Published online by Cambridge University Press: 05 June 2012
Chapter Preview. This chapter introduces a classic actuarial reserving problem that is encountered extensively in property and casualty as well as health insurance. The data are presented in a triangular format to emphasize their longitudinal and censored nature. This chapter explains how such data arise naturally and introduces regression methods to address the actuarial reserving problem.
Introduction
In many types of insurance, little time elapses between the event of a claim, notification to an insurance company, and payment to beneficiaries.
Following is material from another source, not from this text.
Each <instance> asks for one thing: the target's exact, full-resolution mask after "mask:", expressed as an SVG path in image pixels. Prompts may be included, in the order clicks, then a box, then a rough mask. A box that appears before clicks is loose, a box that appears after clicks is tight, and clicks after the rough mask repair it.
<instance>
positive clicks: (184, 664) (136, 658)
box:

For example, in life insurance notification and benefit payments typically occurs within two weeks of an insured's death. However, for other lines of insurance, times from claim occurrence to the final payment can be much longer, taking months and even years. To introduce this situation, this section describes the evolution of a claim; introduces summary measures used by insurers, and then describes the prevailing deterministic method for forecasting claims, the chain-ladder method.
Claims Evolution
For example, suppose that you become injured in an automobile accident covered by insurance. It can take months for the injury to heal and all of the medical care payments to become known and paid by the insurance company. Moreover, disputes may arise among you, other parties to the accident, your insurer, and insurer(s) of other parties, thus lengthening the time until claims are settled and paid. When claims take a long time to develop, an insurer's claim obligations may be incurred in one accounting period, but not paid until a later accounting period.